1 large skinless chicken breast
1½ tbsp olive oil
1 tsp roasted & ground cumin seeds
small bunch parsley, finely chopped
1½ tbsp lemon juice, or to taste
½ medium tomato
½ ripe avocado
½ red onion, finely chopped or sliced
handful chopped lettuce like little Gem
3 tbsp salted peanuts, lightly chopped



  1. Marinate the chicken breast in 1 tsp of the olive oil & some seasoning. Leave for 30 mins if possible. Heat a griddle pan or frying pan, put the chicken in and cook for 5 - 6 mins on each side or until done. To keep the chicken moist you can cover the pan with another pan.

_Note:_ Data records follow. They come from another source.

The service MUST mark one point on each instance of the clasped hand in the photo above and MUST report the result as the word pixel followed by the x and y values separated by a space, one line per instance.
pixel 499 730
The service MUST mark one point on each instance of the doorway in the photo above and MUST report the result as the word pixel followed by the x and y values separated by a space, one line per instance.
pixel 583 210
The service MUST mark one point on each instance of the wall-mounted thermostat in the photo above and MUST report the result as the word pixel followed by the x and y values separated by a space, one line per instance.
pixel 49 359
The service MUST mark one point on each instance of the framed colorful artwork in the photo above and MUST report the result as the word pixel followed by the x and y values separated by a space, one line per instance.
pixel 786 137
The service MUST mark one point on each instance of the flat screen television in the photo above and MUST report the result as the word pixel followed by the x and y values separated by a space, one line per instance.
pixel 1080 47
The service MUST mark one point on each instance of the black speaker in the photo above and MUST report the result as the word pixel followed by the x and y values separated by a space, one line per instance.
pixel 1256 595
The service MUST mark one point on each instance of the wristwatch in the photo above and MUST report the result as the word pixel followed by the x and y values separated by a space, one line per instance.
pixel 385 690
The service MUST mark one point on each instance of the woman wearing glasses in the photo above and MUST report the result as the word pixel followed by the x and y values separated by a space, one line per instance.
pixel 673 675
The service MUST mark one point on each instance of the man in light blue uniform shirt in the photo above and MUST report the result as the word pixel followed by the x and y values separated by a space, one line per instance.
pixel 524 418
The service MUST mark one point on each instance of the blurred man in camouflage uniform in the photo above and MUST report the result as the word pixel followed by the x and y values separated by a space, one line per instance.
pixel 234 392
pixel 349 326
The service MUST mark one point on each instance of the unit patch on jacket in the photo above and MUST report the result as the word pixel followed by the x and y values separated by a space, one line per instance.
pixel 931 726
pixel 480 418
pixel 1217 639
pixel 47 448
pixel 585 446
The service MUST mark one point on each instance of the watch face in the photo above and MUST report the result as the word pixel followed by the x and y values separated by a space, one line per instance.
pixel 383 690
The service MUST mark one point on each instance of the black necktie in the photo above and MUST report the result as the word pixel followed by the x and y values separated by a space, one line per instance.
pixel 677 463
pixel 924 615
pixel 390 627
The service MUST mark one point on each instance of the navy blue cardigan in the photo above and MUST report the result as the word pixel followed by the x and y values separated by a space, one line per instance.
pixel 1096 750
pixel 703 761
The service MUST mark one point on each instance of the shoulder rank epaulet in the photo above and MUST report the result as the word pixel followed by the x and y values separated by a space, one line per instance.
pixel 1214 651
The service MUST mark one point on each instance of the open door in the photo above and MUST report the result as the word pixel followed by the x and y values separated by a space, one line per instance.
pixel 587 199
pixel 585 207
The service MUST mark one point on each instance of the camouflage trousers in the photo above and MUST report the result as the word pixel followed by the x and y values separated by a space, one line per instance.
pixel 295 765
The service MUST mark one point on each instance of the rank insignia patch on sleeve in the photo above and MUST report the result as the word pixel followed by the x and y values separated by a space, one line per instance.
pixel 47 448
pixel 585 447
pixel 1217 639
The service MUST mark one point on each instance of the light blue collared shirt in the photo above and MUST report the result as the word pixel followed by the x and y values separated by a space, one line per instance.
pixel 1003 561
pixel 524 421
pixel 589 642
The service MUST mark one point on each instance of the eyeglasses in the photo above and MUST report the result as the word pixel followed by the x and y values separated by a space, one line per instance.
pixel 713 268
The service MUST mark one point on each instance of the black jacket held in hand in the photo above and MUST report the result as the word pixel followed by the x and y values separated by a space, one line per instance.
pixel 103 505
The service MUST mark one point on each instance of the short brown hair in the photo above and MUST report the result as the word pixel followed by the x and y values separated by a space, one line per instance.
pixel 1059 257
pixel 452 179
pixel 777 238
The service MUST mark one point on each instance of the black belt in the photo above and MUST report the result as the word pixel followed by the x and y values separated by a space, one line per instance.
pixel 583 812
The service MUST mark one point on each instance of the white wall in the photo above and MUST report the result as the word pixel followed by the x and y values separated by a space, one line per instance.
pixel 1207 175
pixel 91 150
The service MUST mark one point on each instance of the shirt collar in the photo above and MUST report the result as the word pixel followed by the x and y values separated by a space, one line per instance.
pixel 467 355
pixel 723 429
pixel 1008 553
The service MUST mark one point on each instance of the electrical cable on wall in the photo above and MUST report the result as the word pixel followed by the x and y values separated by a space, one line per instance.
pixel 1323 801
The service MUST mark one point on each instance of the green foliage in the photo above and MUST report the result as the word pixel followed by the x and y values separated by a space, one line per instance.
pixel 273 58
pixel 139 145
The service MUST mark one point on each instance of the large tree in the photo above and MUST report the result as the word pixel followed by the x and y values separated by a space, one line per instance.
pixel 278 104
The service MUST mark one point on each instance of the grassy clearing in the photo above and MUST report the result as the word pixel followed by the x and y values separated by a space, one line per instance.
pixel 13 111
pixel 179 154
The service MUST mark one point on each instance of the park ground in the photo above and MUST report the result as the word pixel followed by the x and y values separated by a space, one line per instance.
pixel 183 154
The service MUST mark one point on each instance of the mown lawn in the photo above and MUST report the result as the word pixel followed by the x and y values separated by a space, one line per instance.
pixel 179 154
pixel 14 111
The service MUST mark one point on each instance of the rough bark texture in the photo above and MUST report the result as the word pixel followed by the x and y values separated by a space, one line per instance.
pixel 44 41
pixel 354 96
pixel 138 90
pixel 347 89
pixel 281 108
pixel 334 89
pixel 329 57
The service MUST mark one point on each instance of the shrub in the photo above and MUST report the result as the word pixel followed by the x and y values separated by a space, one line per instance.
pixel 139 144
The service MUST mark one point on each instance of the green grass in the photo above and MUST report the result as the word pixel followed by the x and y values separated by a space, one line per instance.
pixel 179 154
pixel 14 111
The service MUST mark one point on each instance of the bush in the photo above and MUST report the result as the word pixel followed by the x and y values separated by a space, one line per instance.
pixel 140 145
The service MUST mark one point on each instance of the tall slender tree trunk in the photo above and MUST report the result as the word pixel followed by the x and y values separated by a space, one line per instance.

  2. Meanwhile, mix together the remaining olive oil, seasoning, cumin and a little each of the parsley & the lemon juice. Chop the tomato and avocado into even 1-2cm cubes. Put in a bowl and add the onion, lettuce and most of the dressing. Toss well to mix and season to taste. Add more lemon juice if necessary.

  3. Slice the chicken thinly and place on top of the salad, drizzled with the remaining dressing and remaining parsley, or chop into small chunks and mix in with the dressing and parsley. It is best to let the flavours marinate, so make up to 10 -15mins before serving if possible. Scatter over the peanuts to serve.